Jay , I’m one who pushes for document-level settings/properties. I find the metaphor of “documents” extremely useful. Compartmentalization is very important to me. It is, probably, the one thing that I most desperately need Legend for. I’m not excited about the possibility of losing that. Although I would indeed like to draw from across multiple documents, even then I don’t want to draw from ALL of them. And I certainly don’t want my stuff lumped together all the time. I’d rather give up the possibility of sourcing panes from multiple documents than have to deal with a single mega-outline.

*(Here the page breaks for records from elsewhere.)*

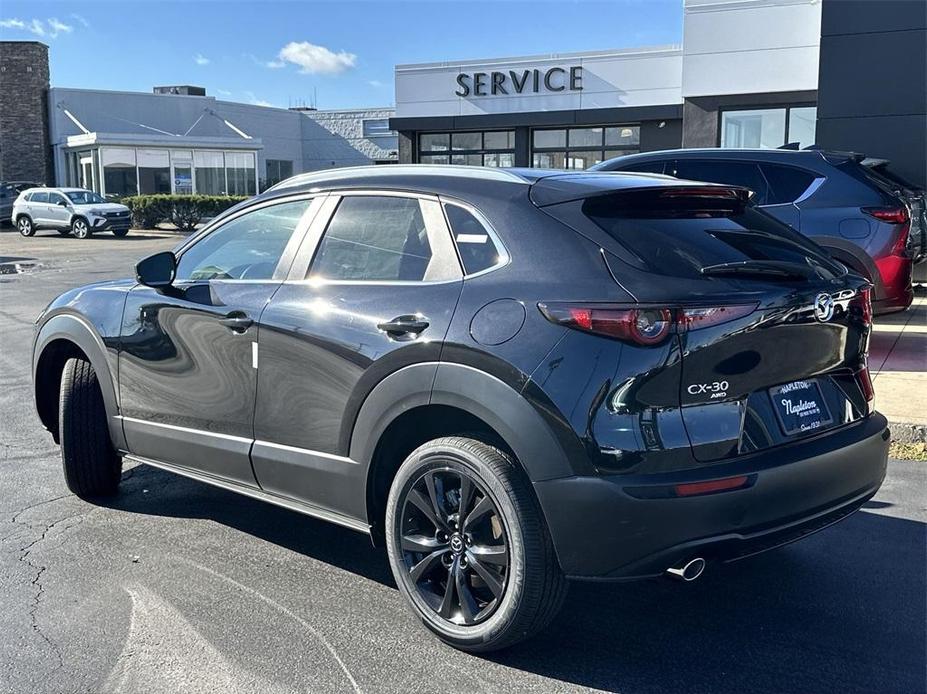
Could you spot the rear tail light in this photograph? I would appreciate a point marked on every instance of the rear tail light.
(865, 384)
(894, 215)
(640, 325)
(861, 305)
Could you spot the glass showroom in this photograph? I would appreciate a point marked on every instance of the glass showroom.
(136, 170)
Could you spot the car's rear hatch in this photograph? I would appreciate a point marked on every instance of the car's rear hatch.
(787, 356)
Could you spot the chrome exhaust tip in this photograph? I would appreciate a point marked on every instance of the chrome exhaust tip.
(689, 571)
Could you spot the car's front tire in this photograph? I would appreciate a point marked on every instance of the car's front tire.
(80, 228)
(25, 225)
(468, 546)
(92, 468)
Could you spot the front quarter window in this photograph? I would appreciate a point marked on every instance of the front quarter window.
(248, 247)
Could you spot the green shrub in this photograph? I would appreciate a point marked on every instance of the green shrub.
(183, 211)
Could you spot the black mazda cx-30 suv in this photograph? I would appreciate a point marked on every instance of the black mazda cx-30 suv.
(508, 377)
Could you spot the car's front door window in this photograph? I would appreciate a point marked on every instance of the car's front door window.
(246, 248)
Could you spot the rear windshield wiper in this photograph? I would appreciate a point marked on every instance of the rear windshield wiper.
(761, 268)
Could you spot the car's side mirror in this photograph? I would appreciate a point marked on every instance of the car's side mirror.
(157, 270)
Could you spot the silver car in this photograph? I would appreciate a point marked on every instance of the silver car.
(69, 211)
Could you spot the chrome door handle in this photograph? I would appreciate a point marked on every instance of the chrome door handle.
(237, 322)
(404, 326)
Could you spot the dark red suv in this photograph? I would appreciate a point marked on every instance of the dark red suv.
(867, 218)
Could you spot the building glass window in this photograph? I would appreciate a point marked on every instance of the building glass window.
(154, 171)
(119, 171)
(768, 128)
(210, 173)
(277, 170)
(802, 123)
(183, 171)
(239, 172)
(492, 148)
(580, 148)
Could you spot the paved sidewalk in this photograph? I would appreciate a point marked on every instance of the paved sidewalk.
(898, 363)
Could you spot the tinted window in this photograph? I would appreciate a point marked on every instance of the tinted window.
(378, 238)
(246, 248)
(644, 167)
(732, 172)
(677, 236)
(786, 183)
(475, 245)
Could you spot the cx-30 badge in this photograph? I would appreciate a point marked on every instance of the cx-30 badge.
(823, 307)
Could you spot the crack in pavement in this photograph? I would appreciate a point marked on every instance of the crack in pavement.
(24, 556)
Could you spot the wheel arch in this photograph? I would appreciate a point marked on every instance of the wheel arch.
(60, 338)
(425, 401)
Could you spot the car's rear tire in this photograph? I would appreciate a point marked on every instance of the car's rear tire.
(92, 468)
(80, 228)
(25, 226)
(484, 530)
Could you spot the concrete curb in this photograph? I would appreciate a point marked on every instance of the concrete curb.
(906, 432)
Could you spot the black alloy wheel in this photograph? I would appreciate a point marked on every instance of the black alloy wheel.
(455, 546)
(469, 547)
(80, 228)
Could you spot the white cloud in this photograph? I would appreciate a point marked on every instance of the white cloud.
(254, 101)
(313, 59)
(52, 27)
(272, 64)
(57, 27)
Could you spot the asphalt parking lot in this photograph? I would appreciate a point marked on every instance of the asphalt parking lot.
(178, 586)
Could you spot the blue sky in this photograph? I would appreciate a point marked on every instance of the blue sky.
(280, 53)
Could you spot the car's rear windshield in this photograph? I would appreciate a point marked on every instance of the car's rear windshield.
(84, 197)
(678, 234)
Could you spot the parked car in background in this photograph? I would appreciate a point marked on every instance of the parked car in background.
(69, 211)
(9, 191)
(509, 377)
(870, 221)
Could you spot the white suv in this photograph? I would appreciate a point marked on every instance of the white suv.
(69, 210)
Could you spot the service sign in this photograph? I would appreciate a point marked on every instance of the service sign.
(500, 82)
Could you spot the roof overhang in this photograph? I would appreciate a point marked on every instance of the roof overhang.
(153, 140)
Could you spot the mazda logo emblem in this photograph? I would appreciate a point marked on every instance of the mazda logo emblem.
(823, 307)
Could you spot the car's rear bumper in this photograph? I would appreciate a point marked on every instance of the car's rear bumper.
(601, 531)
(105, 224)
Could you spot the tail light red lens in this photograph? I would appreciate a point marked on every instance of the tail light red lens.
(894, 215)
(865, 384)
(861, 304)
(640, 325)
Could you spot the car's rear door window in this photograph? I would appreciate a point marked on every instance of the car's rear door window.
(735, 173)
(383, 238)
(247, 247)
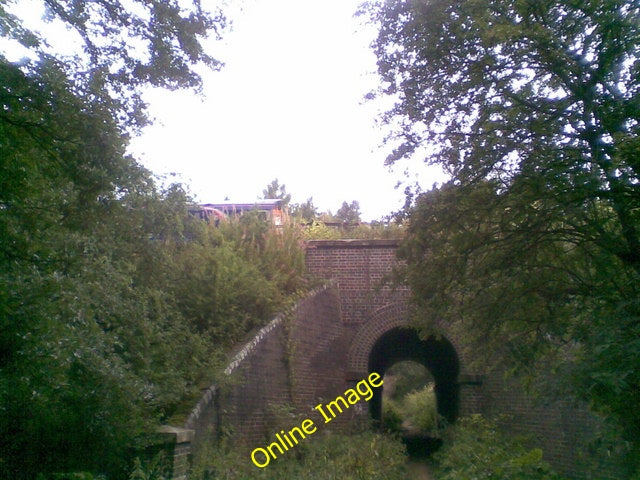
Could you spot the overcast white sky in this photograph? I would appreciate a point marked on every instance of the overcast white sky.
(287, 105)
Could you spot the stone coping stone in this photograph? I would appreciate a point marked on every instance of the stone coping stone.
(182, 435)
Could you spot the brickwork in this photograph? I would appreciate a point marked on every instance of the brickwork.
(325, 344)
(359, 268)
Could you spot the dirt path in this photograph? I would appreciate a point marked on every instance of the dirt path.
(419, 471)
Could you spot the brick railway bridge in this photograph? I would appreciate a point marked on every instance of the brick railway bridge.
(333, 338)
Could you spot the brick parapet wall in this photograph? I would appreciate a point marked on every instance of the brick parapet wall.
(360, 269)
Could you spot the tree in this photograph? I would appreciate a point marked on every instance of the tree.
(532, 107)
(93, 350)
(306, 210)
(275, 190)
(349, 212)
(122, 48)
(512, 89)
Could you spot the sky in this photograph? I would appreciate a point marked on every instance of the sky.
(289, 104)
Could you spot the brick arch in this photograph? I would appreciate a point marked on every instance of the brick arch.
(386, 318)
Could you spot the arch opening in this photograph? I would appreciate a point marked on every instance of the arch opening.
(436, 354)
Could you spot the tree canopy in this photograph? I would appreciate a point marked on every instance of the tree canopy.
(532, 108)
(120, 47)
(115, 303)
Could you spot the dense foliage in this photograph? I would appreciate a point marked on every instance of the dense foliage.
(118, 47)
(476, 448)
(532, 249)
(115, 303)
(364, 456)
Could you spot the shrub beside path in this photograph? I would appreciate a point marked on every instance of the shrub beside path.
(419, 471)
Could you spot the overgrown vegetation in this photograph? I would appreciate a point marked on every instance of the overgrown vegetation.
(364, 456)
(409, 401)
(475, 448)
(532, 248)
(115, 303)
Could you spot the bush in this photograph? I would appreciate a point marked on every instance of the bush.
(420, 408)
(477, 449)
(365, 456)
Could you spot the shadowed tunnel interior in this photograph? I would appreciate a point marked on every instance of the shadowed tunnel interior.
(436, 354)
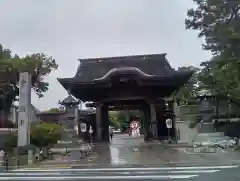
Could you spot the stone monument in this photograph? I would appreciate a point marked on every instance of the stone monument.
(24, 114)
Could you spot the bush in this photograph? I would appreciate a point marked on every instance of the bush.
(42, 135)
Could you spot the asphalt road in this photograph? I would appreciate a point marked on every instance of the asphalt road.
(142, 173)
(127, 158)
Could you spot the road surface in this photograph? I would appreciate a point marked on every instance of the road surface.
(193, 172)
(127, 158)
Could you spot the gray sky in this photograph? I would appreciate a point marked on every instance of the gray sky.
(72, 29)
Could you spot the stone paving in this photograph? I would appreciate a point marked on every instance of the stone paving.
(125, 150)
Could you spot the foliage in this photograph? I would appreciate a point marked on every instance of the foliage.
(219, 23)
(54, 110)
(189, 90)
(45, 134)
(120, 119)
(38, 65)
(42, 135)
(11, 142)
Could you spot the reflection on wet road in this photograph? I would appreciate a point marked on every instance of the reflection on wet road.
(126, 150)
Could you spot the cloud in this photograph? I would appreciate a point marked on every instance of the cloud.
(74, 29)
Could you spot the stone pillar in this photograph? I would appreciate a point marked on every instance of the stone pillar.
(153, 120)
(24, 114)
(177, 117)
(31, 157)
(146, 122)
(76, 121)
(105, 124)
(99, 122)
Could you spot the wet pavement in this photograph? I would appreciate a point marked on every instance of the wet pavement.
(125, 150)
(128, 158)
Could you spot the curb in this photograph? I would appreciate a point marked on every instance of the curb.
(201, 153)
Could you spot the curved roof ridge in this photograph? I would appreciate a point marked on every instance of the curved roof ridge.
(113, 58)
(124, 69)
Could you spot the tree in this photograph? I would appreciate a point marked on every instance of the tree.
(42, 135)
(189, 90)
(38, 65)
(54, 110)
(219, 23)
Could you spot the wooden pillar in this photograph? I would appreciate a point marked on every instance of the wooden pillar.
(146, 121)
(154, 128)
(177, 113)
(105, 123)
(99, 122)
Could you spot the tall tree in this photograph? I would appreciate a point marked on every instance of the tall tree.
(218, 21)
(38, 65)
(189, 90)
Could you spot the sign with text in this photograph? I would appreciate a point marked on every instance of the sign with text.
(83, 127)
(169, 123)
(135, 128)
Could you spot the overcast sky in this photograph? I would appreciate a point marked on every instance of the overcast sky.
(72, 29)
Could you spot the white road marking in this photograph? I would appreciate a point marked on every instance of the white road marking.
(101, 177)
(126, 169)
(121, 173)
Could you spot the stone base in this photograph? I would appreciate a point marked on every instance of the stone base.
(206, 128)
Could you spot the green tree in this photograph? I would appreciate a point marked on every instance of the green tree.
(189, 91)
(38, 65)
(54, 110)
(219, 23)
(42, 135)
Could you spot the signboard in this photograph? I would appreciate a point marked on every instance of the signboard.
(90, 130)
(135, 128)
(83, 127)
(169, 123)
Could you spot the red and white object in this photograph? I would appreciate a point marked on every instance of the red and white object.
(169, 123)
(135, 128)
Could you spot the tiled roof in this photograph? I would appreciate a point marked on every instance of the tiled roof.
(145, 65)
(69, 100)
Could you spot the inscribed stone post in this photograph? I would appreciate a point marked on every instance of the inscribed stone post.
(24, 109)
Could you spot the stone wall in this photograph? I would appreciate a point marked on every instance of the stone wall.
(186, 134)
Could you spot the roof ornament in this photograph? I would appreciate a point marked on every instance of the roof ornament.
(69, 92)
(124, 69)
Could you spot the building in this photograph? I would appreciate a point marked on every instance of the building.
(135, 82)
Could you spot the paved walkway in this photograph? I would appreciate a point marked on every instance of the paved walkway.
(125, 150)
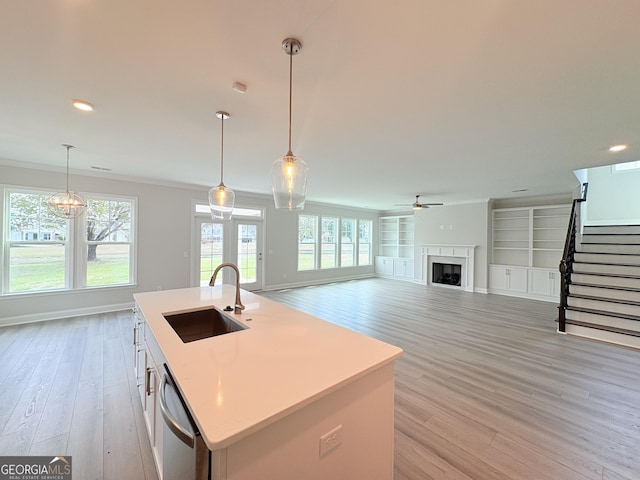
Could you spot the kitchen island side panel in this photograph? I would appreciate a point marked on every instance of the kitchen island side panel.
(289, 449)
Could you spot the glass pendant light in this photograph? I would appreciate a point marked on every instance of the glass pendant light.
(289, 173)
(66, 204)
(221, 198)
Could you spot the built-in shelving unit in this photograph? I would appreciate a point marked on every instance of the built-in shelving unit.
(531, 238)
(396, 247)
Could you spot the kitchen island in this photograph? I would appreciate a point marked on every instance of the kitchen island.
(289, 397)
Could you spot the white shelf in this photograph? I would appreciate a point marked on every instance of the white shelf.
(528, 239)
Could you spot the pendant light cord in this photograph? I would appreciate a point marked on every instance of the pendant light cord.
(222, 151)
(68, 147)
(290, 153)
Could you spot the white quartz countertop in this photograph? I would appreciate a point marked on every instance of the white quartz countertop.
(240, 382)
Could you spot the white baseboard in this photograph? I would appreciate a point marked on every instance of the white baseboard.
(76, 312)
(282, 286)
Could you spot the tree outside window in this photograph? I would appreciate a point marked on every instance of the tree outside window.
(37, 245)
(307, 242)
(329, 247)
(108, 242)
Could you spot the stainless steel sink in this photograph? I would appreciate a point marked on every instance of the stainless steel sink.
(199, 324)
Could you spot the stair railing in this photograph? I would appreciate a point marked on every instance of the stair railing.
(566, 264)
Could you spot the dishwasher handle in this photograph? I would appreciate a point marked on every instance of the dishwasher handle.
(177, 429)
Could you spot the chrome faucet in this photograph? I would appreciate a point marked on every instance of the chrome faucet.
(238, 307)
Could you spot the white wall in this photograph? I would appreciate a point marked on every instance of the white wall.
(455, 224)
(613, 198)
(164, 235)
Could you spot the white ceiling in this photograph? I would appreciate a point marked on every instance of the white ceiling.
(456, 100)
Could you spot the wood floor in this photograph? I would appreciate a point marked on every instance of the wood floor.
(485, 389)
(67, 388)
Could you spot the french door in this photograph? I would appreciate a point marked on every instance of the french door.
(239, 241)
(247, 251)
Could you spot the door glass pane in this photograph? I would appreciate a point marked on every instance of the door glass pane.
(211, 242)
(247, 252)
(347, 243)
(307, 231)
(328, 248)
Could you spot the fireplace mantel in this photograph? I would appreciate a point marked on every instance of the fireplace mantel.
(462, 254)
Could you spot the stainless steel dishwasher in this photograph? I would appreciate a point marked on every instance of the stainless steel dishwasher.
(184, 454)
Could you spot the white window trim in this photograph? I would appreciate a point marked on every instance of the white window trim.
(74, 267)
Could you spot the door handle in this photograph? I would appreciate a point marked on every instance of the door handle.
(147, 381)
(177, 429)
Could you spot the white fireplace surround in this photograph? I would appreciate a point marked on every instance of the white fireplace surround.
(463, 255)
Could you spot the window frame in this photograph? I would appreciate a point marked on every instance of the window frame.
(316, 222)
(357, 242)
(75, 262)
(83, 243)
(327, 246)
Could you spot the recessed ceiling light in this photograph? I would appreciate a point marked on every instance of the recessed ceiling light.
(82, 105)
(617, 148)
(239, 87)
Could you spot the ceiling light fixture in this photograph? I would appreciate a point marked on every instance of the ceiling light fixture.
(66, 204)
(221, 198)
(617, 148)
(82, 105)
(289, 173)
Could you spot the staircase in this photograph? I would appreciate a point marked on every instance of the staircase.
(604, 294)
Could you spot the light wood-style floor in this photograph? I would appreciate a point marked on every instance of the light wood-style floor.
(486, 388)
(67, 388)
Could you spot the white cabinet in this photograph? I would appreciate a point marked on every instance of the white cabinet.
(396, 236)
(384, 266)
(544, 282)
(393, 267)
(508, 279)
(148, 372)
(403, 268)
(396, 246)
(529, 239)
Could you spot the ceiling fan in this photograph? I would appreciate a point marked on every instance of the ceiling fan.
(417, 205)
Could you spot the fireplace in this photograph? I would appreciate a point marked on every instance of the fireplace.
(457, 270)
(446, 273)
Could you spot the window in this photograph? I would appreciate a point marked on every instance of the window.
(329, 246)
(344, 251)
(42, 253)
(211, 250)
(364, 242)
(307, 242)
(36, 245)
(348, 243)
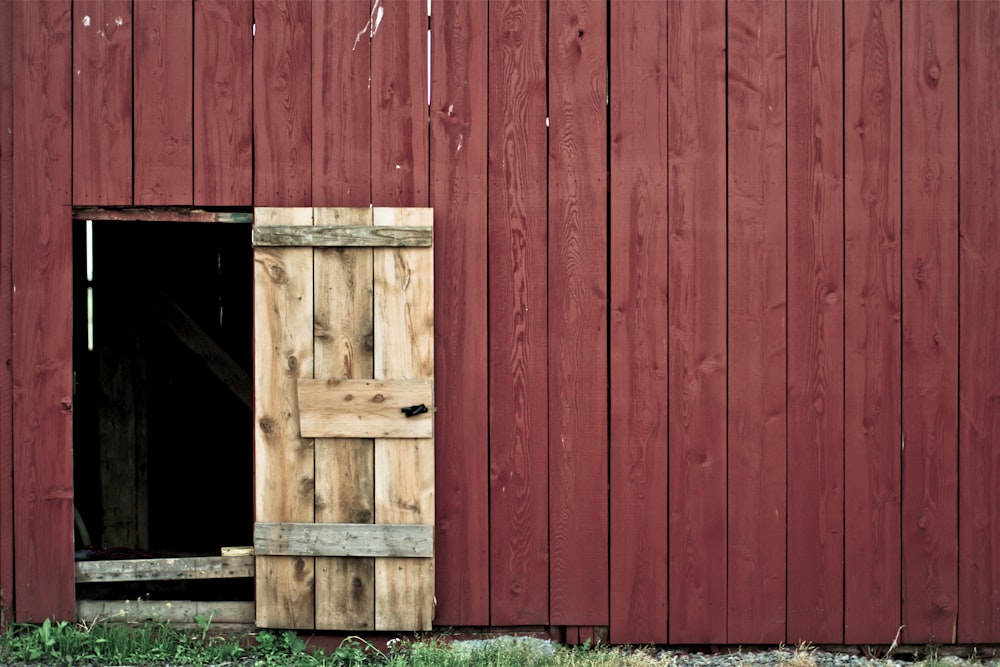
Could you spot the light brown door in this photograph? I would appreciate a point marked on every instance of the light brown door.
(344, 418)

This is relevant for organization, for faster navigation, and to aid focus. Legend is specifically useful for me because it lets me handle a bunch of disparate categories and types of information without them cluttering each other. I can’t be distracted by something if I can’t see it. If one huge Outline was the answer to my problems, I would never have come looking for Moo.do. Hell, that’s just a big to-do list.
@LauraH mentions separate sets of tags for each document and I do leverage that aspect of the current Document structure. It is, in fact, what prompted me to start agitating for other things to be per-Document. I don’t want work-tags popping up when I’m trying to auto-complete an item related to personal topics. Same with Move-to destinations when using Alt+M. Documents let me implicitly control the context of my work, so everything can be fast and efficient. Although I will say that a “Tag manager” – requested by many others and comprising a whole range of requested features – could solve that for a “node based” solution by explicitly assigning groups of tags to be “active” under a particular node. But really, how much sense does that make? One big mega-document where users are literally applying different rules to different nodes of it? That defies pretty much every intuitive analogy of digital work. And then you’d just need managers for everything else, to portion it out to nodes. That’s a whole new tier of UI. I know I’m not being very even-handed here but the thought of a mega-document repels me in a visceral way. I promise though, I’ll still listen with an open mind to the arguments.
Sharing/collaboration was one reason I have pushed for per-document settings in the past. It seemed like being able to specify viewing and editing permissions to a whole document would be mandatory to allow collaboration and template-sharing. Assigning this on a document level seemed intuitive and practical. After all, that’s how pretty much everything else out there is shared. By document. There’s several other settings (some you already mentioned) that also make excellent sense to assign per-document, and they’d pair well with the needs of collaboration. In contrast, the idea of sharing on a per-node basis seems, frankly, ridiculous. That’s just too fine of a resolution…and how would that even work into the interface? How would you show a top-level overview of sharing settings across all nodes? What about making changes for several nodes at once? I don’t want a bunch of sharing B.S. in my way while I’m working in a document. That should be something I can assign at a high level and then just take for granted as I work.
Compartmentalization can also have professional implications. For example, I keep all client-specific tasks/information in a single document for that client. I can take that all offline if I stop working with them, provide it directly to the client upon request, or delete it entirely if necessary – without the risk of including something irrelevant. While tools could of course be provided to handle this by-node…why? The current metaphor works. The only exception I feel the need to mention is the Archive command, which has always struck me as something that’d make more sense at the Document level than Item level.
As with the original/instance structure of mirrors, if all my Documents simply become top-level nodes of my account’s single database “under the hood” – but still act like discrete documents when I open the Overview drawer – then I guess I don’t really care. But, also like mirrors, they need to ACT like discrete documents on the surface without belying that true structure. And also-also like mirrors: Let’s beta test the hell out of that change before making it live!